İslamcı kesime, tarikatlara sürekli taviz veren Demirel, Çiller, Yılmaz dönemlerinde yaşanan rezillikleri bir tarafa bırakırsak, farklı dönemlerde,koalisyon ortağı olarak iktidarda “KADAYIFIN ALTINI KIZARTMAYA” çalışan Necmettin Erbakan için de söylenecek çok şey varsa da,ölümünden sonra ortaya çıkan, bir kısmının “cihat paraları” olup zimmete geçirildiği iddia edilen serveti ve ailesinin birbirlerine düşüp yaptıkları çirkin suçlamalar ise hatıralarda tazeliğini korumaktadır.

Küresel sermaye, artan sömürü karşısında demokrasi içinde yönetemeyeceğinden 2002’de AKP’yi tek başına iktidara getirmiştir. Dünya Bankası’nın memuru, DSP-MHP-ANAP iktidarının bakanı Kemal Derviş’in İMF patentli ekonomik programını uygulandığı AKP dönemi önceki dönemlere tam anlamıyla rahmet okutmuştur. Nedense birden zengin olan milletvekilleri, belediye başkanları, parti yönetcileri, bürokratlar her türlü seçimde havada uçan paracıklar.gemicikler, yumurtacılar başta medya olmak üzere yandaşlara dağıtılan avantalar daha da neler neler...

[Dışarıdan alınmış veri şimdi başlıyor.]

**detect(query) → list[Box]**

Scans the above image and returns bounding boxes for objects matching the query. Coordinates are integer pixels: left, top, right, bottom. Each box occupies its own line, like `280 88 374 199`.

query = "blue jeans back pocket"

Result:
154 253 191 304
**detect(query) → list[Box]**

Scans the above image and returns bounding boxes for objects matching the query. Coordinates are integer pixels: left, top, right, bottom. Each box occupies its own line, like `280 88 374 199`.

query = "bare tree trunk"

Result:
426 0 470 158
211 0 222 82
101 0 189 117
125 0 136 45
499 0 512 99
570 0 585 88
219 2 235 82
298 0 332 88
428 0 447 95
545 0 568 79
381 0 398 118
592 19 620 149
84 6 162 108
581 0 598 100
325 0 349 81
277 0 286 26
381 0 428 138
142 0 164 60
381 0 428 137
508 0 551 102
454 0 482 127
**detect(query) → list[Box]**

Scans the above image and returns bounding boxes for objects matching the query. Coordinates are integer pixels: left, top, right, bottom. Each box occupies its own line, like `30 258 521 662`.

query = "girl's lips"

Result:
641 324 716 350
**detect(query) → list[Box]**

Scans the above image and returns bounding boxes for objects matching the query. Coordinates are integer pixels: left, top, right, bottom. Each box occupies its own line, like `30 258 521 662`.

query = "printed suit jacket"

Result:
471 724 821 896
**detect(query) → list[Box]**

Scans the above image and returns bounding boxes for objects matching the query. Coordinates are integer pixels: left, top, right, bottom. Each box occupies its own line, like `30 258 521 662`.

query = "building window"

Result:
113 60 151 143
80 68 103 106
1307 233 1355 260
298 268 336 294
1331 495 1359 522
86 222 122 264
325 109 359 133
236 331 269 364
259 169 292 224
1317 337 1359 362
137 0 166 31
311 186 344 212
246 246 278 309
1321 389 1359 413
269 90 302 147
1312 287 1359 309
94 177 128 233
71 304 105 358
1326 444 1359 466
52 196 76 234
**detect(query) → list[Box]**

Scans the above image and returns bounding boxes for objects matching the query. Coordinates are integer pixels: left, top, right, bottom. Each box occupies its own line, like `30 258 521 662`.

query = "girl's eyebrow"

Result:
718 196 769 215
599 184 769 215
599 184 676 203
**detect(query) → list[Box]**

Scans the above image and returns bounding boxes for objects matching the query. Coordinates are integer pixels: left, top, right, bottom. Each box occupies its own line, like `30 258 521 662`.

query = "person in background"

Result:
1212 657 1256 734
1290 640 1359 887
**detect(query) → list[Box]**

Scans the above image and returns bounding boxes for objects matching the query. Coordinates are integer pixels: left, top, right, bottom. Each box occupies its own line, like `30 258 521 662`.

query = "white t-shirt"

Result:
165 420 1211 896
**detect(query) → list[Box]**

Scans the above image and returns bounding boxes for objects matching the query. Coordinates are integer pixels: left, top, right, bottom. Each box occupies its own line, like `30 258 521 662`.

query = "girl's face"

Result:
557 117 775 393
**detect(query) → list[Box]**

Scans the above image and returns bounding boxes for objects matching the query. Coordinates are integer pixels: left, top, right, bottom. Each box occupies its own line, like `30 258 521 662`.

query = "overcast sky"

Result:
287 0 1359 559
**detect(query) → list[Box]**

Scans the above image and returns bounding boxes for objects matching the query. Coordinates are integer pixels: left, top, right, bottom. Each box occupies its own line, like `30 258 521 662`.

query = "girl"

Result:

Sonuçta ise devamlı geriye giden, dincileşen toplumda diğer yandan artan rezaletler, uyuşturucu, doping, şike, kadın cinayetleri, yalan söylemek, intiharlar, organ kaçakçılığı fuhuş, vs. karşısında bir an geçmişi hatırlıyorum. Geçenlerde, bilmem kaçıncı defa izlediğim, 1960 döneminin sıradan filmlerinden, Fatma Girik ve O. Günşirayın oynadığı “MAHALLEYE GELEN GELİN” filminde o dönemi yansıtan mahallelik ilişkileri,dayanışma,mahallenin mert delikanlıları, namus, şeref, haysiyet, fedakarlık, sevgi, saygı... Ne oldu bu güzel insani ilişki ve duygulara dersiniz? Bense gözümden 2 damla yaş geldiğini anımsıyorum.

Görüldüğü gibi politik İslam ülke yönetimine hakim olurken, Batı’da muhafazakar parti yönetimlerinde olduğu gibi daha tutucu, daha geleneksel bir toplum yapısı beklenirken, dünyadaki tüm örneklerinde olduğu gibi hepimizi üzen, karamsarlığa iten bu tablo içinden “GEZİ DİRENŞİ VE RUHU” bir güneş gibi doğmuştur. Direnişe katılan ve destekleyen insanlar arasındaki muhteşem, ilişkiler, yardımlaşma, nezaket, insan doğa ve ülke sevgisi, cesaret... Bir anda, umutlarımızı yeşertmiş ve kendimize gelmemizi sağlamıştır.
Bu tablo karşısında son iki yönetimiyle laiklik mücadelesini bile yürütemeyen, çarşafa rozet takan, örneğin S. S. Önder ile yüzde 100 kazanılacak bir seçim için zenginler seviyor diye, ilkesiz Sarıgül’ün adaylığına sarılan CHP, Türk-İslamcı MHP ve feodal yapısına uygun olarak “HAYVAN VERGİSİ”ni sevmeye başlayan, KÜRT-İSLAM SENTEZİ arayışındaki BDP düşünüldüğünde, bu düzenin rezilliklerini halka anlatıp mücadele vermek te SOL’a DÜŞEN BİR GÖREV olmakla birlikte, gerçekten dindar bilim adamlarının ve antikapitalist Müslümanların varlığı ve mücadelesi de hayati önem taşımaktadır.